Fed officials said the banks will have little difficulty meeting the new limits. They estimated in 2016 that their total credit exposure over the limits was less than $100 billion.
The rule changes the Fed's 2016 proposal by sharply raising the threshold of banks subject to the credit limits: to $250 billion in assets from $50 billion. That reflects major legislation recently enacted by Congress and signed into law by Trump, which raised that threshold for requirements on how much capital banks must keep as a cushion against unexpected big losses.
Under the rule, the very largest banks must limit their credit exposure to another big bank to 15 percent of their safest capital, known as Tier 1 capital.
The rule was ordered by Congress under the 2010 Dodd-Frank law, enacted by President Barack Obama and Democrats in Congress to tighten regulation after the crisis that sparked the Great Recession that cost millions of Americans their jobs and homes. The law aimed to restrain banks — which received hundreds of millions in taxpayer bailouts — from the kind of reckless practices that many blamed for the crisis.
The Fed's action was the latest move by federal regulators to ease or revise rules and protections that were tightened after the financial meltdown. Trump has pushed for such changes, arguing that the stricter regulations have constrained lending and economic growth.
The Trump administration has sharply scaled back the authority and reach of the Consumer Financial Protection Bureau, which was established to safeguard consumers against abuses by credit card issuers, payday lenders, mortgage servicers and debt collectors.

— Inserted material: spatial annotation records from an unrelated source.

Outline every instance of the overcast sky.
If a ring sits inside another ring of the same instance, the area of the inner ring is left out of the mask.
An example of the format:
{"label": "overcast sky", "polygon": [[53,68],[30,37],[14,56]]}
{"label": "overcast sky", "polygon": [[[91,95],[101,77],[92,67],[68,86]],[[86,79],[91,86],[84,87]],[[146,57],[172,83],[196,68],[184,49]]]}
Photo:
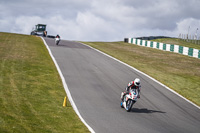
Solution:
{"label": "overcast sky", "polygon": [[200,0],[0,0],[0,32],[30,34],[38,23],[68,40],[178,37],[200,29]]}

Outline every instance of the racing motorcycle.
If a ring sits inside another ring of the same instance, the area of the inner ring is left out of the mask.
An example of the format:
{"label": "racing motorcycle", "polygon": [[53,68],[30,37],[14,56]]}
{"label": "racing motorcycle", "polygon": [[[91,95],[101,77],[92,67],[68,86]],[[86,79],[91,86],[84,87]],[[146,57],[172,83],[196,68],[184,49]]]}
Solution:
{"label": "racing motorcycle", "polygon": [[[124,92],[121,93],[121,99],[124,96]],[[131,89],[128,94],[124,96],[121,101],[121,107],[127,112],[130,112],[134,103],[136,103],[138,98],[138,92],[136,89]]]}
{"label": "racing motorcycle", "polygon": [[58,45],[59,42],[60,42],[60,38],[56,37],[56,38],[55,38],[55,44]]}

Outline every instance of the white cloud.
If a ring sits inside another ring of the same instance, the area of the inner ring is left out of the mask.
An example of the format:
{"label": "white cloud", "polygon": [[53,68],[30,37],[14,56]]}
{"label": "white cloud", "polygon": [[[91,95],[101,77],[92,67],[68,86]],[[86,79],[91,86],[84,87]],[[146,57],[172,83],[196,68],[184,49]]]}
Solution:
{"label": "white cloud", "polygon": [[38,23],[64,39],[116,41],[124,37],[177,37],[200,28],[198,0],[1,0],[0,31],[30,34]]}

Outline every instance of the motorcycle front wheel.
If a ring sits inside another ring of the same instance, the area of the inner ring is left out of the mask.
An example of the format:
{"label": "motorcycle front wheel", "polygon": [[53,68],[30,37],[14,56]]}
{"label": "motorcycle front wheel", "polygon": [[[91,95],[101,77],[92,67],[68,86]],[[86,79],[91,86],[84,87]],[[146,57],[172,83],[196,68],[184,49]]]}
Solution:
{"label": "motorcycle front wheel", "polygon": [[127,112],[130,112],[132,106],[133,106],[133,100],[129,99],[129,100],[126,102],[126,111],[127,111]]}

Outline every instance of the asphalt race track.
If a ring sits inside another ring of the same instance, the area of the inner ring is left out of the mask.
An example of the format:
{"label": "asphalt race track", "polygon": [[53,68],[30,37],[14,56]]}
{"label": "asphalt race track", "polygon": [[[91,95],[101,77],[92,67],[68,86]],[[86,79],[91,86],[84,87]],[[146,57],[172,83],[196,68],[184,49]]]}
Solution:
{"label": "asphalt race track", "polygon": [[[50,47],[84,120],[96,133],[199,133],[200,109],[133,69],[77,42]],[[120,94],[140,78],[141,98],[131,112]]]}

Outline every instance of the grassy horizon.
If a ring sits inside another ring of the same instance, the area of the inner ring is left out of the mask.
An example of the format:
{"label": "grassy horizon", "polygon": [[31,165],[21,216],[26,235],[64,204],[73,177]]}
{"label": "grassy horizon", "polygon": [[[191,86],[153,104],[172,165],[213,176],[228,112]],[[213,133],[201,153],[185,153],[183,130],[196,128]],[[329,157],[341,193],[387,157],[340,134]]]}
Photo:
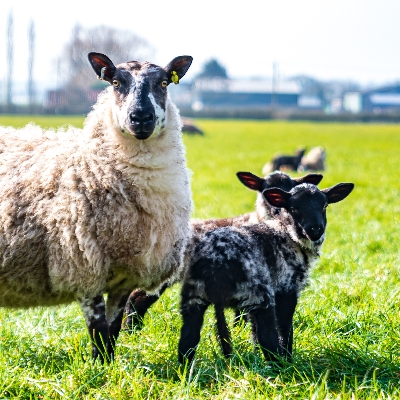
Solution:
{"label": "grassy horizon", "polygon": [[[0,125],[82,126],[83,117],[0,116]],[[328,208],[322,256],[294,318],[294,354],[268,365],[246,325],[233,328],[234,354],[222,357],[213,310],[206,313],[196,360],[177,362],[179,285],[122,332],[116,360],[90,361],[77,304],[0,309],[0,398],[17,399],[394,399],[400,398],[400,125],[198,120],[205,136],[186,136],[193,216],[234,216],[255,194],[237,171],[261,175],[277,152],[322,145],[321,188],[354,182]],[[293,173],[293,176],[302,174]]]}

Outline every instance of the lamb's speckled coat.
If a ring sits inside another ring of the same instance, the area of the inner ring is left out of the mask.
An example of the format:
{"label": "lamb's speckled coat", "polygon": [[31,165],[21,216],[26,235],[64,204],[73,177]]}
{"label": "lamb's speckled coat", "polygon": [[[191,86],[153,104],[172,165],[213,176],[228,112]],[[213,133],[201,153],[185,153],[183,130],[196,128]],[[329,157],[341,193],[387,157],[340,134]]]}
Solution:
{"label": "lamb's speckled coat", "polygon": [[263,196],[284,212],[255,225],[216,228],[192,251],[181,292],[183,326],[179,360],[190,360],[200,340],[203,315],[215,306],[224,355],[231,353],[224,308],[244,309],[266,358],[292,352],[292,317],[325,238],[325,209],[345,198],[353,184],[320,191],[301,184],[290,192],[266,189]]}
{"label": "lamb's speckled coat", "polygon": [[[191,253],[195,244],[206,232],[209,232],[216,228],[227,227],[227,226],[245,226],[260,223],[264,220],[272,219],[279,215],[281,210],[271,206],[262,196],[262,191],[271,187],[279,187],[283,190],[289,191],[293,187],[300,185],[301,183],[308,182],[318,184],[322,175],[309,174],[301,178],[291,178],[284,172],[275,171],[265,178],[260,178],[249,172],[238,172],[238,178],[248,188],[258,192],[256,209],[255,211],[238,215],[232,218],[220,218],[220,219],[193,219],[191,221],[192,238],[188,241],[185,251],[185,268],[182,269],[182,276],[178,279],[183,279],[186,266],[189,264]],[[171,284],[173,280],[167,282],[161,289],[161,293]],[[131,293],[131,296],[127,302],[126,313],[128,315],[126,320],[126,326],[128,328],[141,325],[142,319],[148,310],[148,308],[158,300],[160,294],[148,295],[146,291],[138,289]],[[239,315],[239,313],[238,313]]]}

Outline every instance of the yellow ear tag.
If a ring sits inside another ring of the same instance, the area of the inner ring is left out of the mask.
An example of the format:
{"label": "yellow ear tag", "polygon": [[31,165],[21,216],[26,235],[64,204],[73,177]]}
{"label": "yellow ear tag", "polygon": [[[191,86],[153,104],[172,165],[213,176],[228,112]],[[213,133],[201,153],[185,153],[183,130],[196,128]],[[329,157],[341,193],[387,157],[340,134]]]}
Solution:
{"label": "yellow ear tag", "polygon": [[171,81],[175,83],[175,85],[177,85],[179,83],[179,76],[176,73],[176,71],[172,71],[171,72],[172,76],[171,76]]}

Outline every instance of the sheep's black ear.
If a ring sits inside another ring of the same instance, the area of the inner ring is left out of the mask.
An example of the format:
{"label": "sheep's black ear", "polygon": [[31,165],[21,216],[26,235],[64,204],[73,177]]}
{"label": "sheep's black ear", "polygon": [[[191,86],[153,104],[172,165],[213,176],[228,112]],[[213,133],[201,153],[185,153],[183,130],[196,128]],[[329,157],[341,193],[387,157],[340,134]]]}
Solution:
{"label": "sheep's black ear", "polygon": [[312,185],[318,185],[322,181],[324,176],[321,174],[308,174],[306,176],[302,176],[300,178],[294,178],[293,180],[297,185],[301,185],[302,183],[311,183]]}
{"label": "sheep's black ear", "polygon": [[265,189],[263,191],[263,196],[265,200],[268,201],[271,206],[279,207],[279,208],[288,208],[289,207],[289,199],[291,194],[285,192],[279,188],[270,188]]}
{"label": "sheep's black ear", "polygon": [[192,64],[193,57],[179,56],[175,57],[164,69],[167,72],[168,84],[171,82],[179,83],[179,80],[185,76],[187,70]]}
{"label": "sheep's black ear", "polygon": [[[106,55],[101,53],[89,53],[88,59],[97,77],[111,83],[116,71],[113,62]],[[103,70],[103,68],[105,69]]]}
{"label": "sheep's black ear", "polygon": [[262,191],[262,186],[265,182],[264,179],[251,172],[236,172],[236,176],[239,178],[240,182],[249,189],[258,190],[259,192]]}
{"label": "sheep's black ear", "polygon": [[327,189],[321,190],[328,197],[328,203],[337,203],[345,199],[354,189],[354,183],[338,183]]}

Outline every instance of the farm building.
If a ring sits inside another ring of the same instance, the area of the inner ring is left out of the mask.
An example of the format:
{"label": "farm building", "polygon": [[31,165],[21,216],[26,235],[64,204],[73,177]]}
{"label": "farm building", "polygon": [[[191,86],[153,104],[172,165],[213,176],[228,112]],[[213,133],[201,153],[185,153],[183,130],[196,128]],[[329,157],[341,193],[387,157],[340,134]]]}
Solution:
{"label": "farm building", "polygon": [[363,111],[399,111],[400,84],[380,87],[362,93]]}
{"label": "farm building", "polygon": [[292,108],[297,107],[300,86],[294,81],[263,79],[198,79],[192,107],[207,108]]}

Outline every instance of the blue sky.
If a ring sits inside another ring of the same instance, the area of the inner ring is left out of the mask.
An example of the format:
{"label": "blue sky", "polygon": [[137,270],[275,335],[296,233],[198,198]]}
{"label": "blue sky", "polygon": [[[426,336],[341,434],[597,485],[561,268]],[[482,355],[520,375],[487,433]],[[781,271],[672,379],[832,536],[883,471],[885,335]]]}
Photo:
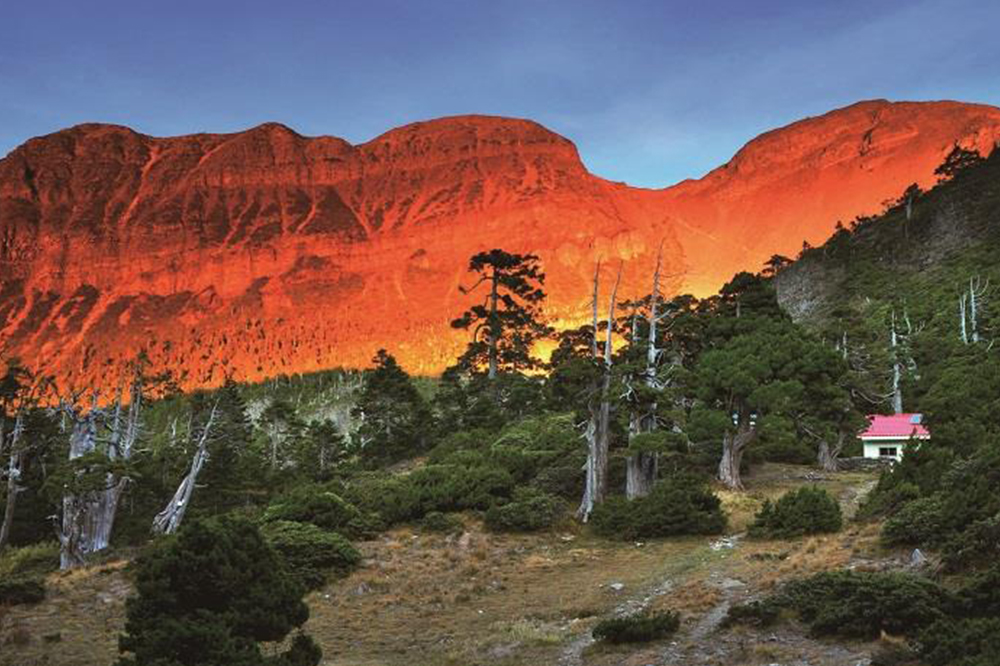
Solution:
{"label": "blue sky", "polygon": [[0,155],[87,121],[162,136],[275,120],[359,143],[487,113],[662,187],[860,99],[1000,105],[997,26],[992,0],[9,2]]}

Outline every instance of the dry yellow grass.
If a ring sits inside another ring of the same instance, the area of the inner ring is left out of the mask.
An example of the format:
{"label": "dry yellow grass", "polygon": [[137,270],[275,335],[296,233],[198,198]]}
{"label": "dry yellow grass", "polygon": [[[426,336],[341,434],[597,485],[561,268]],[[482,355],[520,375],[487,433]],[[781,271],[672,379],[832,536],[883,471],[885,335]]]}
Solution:
{"label": "dry yellow grass", "polygon": [[[747,495],[724,494],[733,514],[730,531],[741,531],[765,498],[807,482],[802,474],[802,468],[763,466],[747,479]],[[823,487],[846,501],[869,480],[837,475]],[[798,541],[742,539],[735,548],[713,549],[712,537],[636,544],[597,539],[578,527],[518,536],[485,533],[473,519],[466,525],[461,536],[403,528],[359,544],[363,566],[308,599],[307,630],[323,646],[324,663],[555,664],[626,602],[680,612],[683,634],[726,600],[879,551],[877,526],[849,525],[837,535]],[[0,666],[111,663],[130,590],[122,566],[55,574],[45,602],[0,618]],[[731,580],[746,588],[723,590],[720,583]],[[611,583],[624,587],[615,591]],[[57,634],[61,640],[54,642]],[[26,645],[3,645],[25,635]],[[781,661],[768,661],[778,648],[754,652],[751,644],[745,663]],[[599,646],[584,649],[579,663],[658,663],[654,652]]]}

Last month, the Fed proposed changes that would give the largest banks leeway to take riskier trading bets for their own profit. The changes would loosen restrictions that since the crisis have barred big banks from using depositors' money to make sizable financial bets. They would give Wall Street greater ability to engage in profit-making trades.
The Fed is an independent regulator that asserts its separation from political pressure and the White House. Trump, though, has had an unusual opportunity to put his stamp on the central bank by filling several key positions on the seven-member Fed board. Four of those positions have yet to be filled, and some of Trump's nominees are awaiting Senate confirmation.